What dominates the time dependence of diffusion transverse to axons: Intra- or extra-axonal water?

TL;DR

This study resolves a longstanding debate by demonstrating that the time dependence of diffusion transverse to white matter tracts in the human brain is primarily due to the extra-axonal space, providing a new metric for axonal properties relevant to neurodegenerative disease.

Contribution

The paper introduces a method to distinguish intra- and extra-axonal contributions to diffusion MRI by varying diffusion time and gradient pulse duration, revealing the dominant role of the extra-axonal space.

Findings

The functional form of diffusion dependence is consistent with the extra-axonal space.

Estimates of fiber packing correlation length were obtained.
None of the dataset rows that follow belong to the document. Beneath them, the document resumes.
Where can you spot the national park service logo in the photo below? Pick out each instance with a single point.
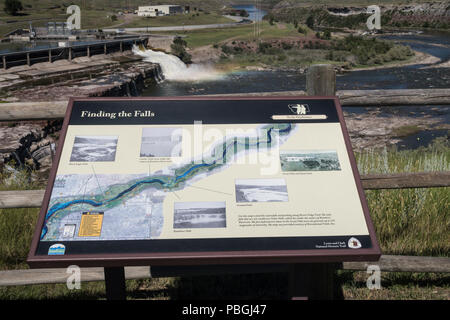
(299, 109)
(354, 243)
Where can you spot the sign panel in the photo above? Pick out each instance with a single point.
(203, 180)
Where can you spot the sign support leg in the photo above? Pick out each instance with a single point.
(115, 283)
(311, 281)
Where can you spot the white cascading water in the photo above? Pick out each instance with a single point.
(175, 69)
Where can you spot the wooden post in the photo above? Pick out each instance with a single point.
(321, 80)
(315, 280)
(115, 283)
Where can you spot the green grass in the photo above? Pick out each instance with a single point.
(407, 222)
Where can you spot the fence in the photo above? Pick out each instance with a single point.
(320, 81)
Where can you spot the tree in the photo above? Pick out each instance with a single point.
(12, 7)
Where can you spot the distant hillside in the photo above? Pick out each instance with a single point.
(117, 4)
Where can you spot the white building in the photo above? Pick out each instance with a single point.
(156, 11)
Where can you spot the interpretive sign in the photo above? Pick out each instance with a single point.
(203, 180)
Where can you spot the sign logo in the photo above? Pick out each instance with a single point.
(354, 243)
(299, 108)
(57, 249)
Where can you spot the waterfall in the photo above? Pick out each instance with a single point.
(175, 69)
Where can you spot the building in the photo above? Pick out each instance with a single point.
(156, 11)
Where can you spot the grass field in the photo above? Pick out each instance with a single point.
(407, 222)
(198, 38)
(97, 14)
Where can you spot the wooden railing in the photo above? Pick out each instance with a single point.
(319, 82)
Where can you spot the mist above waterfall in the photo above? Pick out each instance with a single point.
(176, 70)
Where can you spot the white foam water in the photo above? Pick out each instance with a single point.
(176, 70)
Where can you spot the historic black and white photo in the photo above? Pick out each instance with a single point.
(261, 190)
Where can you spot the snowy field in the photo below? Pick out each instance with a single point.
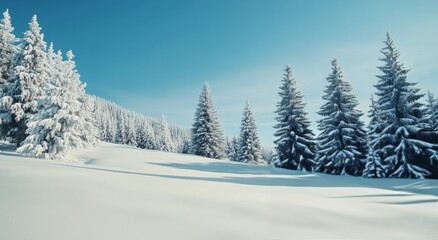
(118, 192)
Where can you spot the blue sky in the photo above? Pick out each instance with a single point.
(153, 56)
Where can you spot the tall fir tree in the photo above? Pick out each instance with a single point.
(62, 122)
(232, 148)
(431, 113)
(207, 136)
(31, 70)
(165, 142)
(7, 53)
(295, 145)
(373, 167)
(404, 143)
(249, 150)
(342, 140)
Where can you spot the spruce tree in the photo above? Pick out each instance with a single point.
(232, 149)
(207, 136)
(431, 113)
(295, 146)
(342, 140)
(373, 167)
(165, 142)
(62, 122)
(7, 53)
(31, 70)
(405, 145)
(249, 150)
(7, 50)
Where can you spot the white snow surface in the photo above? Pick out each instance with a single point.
(119, 192)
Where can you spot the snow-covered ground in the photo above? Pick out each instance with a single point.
(118, 192)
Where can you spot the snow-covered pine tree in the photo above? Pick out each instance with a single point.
(31, 69)
(374, 167)
(62, 122)
(249, 150)
(232, 147)
(207, 136)
(405, 144)
(7, 53)
(165, 142)
(131, 133)
(121, 136)
(431, 112)
(342, 140)
(295, 146)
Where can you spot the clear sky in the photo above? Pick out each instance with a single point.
(153, 56)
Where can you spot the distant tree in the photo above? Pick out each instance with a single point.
(295, 146)
(122, 135)
(404, 143)
(232, 149)
(249, 150)
(431, 113)
(267, 154)
(165, 142)
(207, 136)
(342, 140)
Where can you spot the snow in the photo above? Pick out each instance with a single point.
(120, 192)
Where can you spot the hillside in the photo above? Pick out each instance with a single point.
(119, 192)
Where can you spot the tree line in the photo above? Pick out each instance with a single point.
(401, 140)
(45, 111)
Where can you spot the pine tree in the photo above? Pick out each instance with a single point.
(61, 122)
(295, 146)
(232, 149)
(342, 140)
(7, 50)
(7, 53)
(431, 113)
(31, 70)
(249, 150)
(165, 142)
(207, 136)
(404, 144)
(121, 136)
(374, 167)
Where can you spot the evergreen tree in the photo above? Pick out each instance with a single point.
(295, 146)
(7, 53)
(30, 72)
(61, 122)
(342, 140)
(232, 149)
(121, 136)
(373, 167)
(131, 133)
(249, 150)
(207, 136)
(165, 142)
(7, 50)
(404, 143)
(432, 111)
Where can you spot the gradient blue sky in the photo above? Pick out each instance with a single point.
(153, 56)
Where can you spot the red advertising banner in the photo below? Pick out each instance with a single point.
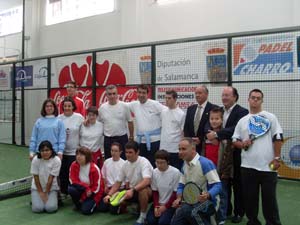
(126, 94)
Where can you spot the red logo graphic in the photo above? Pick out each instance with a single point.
(106, 73)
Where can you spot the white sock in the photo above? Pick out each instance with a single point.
(141, 218)
(143, 215)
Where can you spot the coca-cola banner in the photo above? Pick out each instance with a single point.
(84, 93)
(189, 62)
(76, 68)
(122, 67)
(126, 94)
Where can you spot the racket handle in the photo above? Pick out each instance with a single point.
(272, 166)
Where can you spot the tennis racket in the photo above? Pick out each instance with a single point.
(191, 193)
(190, 196)
(15, 188)
(258, 126)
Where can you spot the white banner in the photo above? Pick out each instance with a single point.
(201, 61)
(265, 57)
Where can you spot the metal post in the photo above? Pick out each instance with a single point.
(153, 69)
(94, 61)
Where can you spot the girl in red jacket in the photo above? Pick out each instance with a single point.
(86, 188)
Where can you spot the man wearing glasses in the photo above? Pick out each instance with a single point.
(260, 161)
(72, 92)
(117, 120)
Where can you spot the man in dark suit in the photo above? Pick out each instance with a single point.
(233, 112)
(197, 116)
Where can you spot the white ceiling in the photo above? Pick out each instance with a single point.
(6, 4)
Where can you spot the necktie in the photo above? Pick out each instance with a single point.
(197, 118)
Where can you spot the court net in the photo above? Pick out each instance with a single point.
(15, 188)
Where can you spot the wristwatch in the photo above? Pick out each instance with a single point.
(216, 135)
(277, 158)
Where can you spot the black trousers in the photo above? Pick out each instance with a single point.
(149, 154)
(109, 140)
(238, 202)
(254, 180)
(66, 162)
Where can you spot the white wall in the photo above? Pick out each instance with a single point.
(137, 21)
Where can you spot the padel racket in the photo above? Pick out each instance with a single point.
(258, 126)
(191, 193)
(190, 196)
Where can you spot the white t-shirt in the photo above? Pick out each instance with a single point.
(135, 172)
(172, 127)
(115, 118)
(90, 136)
(165, 182)
(261, 152)
(111, 170)
(72, 125)
(147, 116)
(45, 168)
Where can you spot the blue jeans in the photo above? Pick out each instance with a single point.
(183, 216)
(88, 205)
(164, 219)
(222, 212)
(39, 206)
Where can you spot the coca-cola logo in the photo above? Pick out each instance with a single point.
(84, 93)
(106, 73)
(126, 94)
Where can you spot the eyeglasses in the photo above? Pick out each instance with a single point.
(256, 98)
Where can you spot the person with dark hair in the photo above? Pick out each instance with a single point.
(72, 122)
(72, 93)
(172, 119)
(91, 135)
(203, 173)
(110, 172)
(117, 121)
(137, 172)
(86, 186)
(164, 184)
(197, 116)
(147, 114)
(215, 124)
(233, 112)
(260, 161)
(45, 168)
(48, 127)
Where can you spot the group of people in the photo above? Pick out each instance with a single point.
(208, 145)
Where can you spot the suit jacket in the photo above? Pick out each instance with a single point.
(189, 121)
(236, 114)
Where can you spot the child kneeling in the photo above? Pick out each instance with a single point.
(86, 188)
The method can differentiate between competing models of diffusion physics.

Abstract

Brownian motion of water molecules provides an essential length scale, the diffusion length, commensurate with cell dimensions in biological tissues. Measuring the diffusion coefficient as a function of diffusion time makes in vivo diffusion MRI uniquely sensitive to the cellular features about three orders of magnitude below imaging resolution. However, there is a longstanding debate, regarding which contribution --- intra- or extra-cellular --- is more relevant in the overall time-dependence of the diffusion metrics. Here we resolve this debate in the human brain white matter. By varying not just the diffusion time, but also the gradient pulse duration of a standard diffusion pulse sequence, we identify a functional form of the measured time-dependent diffusion coefficient transverse to white matter tracts in 5 healthy volunteers. This specific functional form is shown to originate from the extra-axonal space, and provides estimates of the fiber packing correlation length for axons in a bundle. Our results offer a metric for the outer axonal diameter, a promising candidate marker for demyelination in neurodegenerative diseases. From the methodological perspective, our analysis demonstrates how competing models, which describe different physics yet interpolate standard measurements equally well, can be distinguished based on their prediction for an independent "orthogonal" measurement.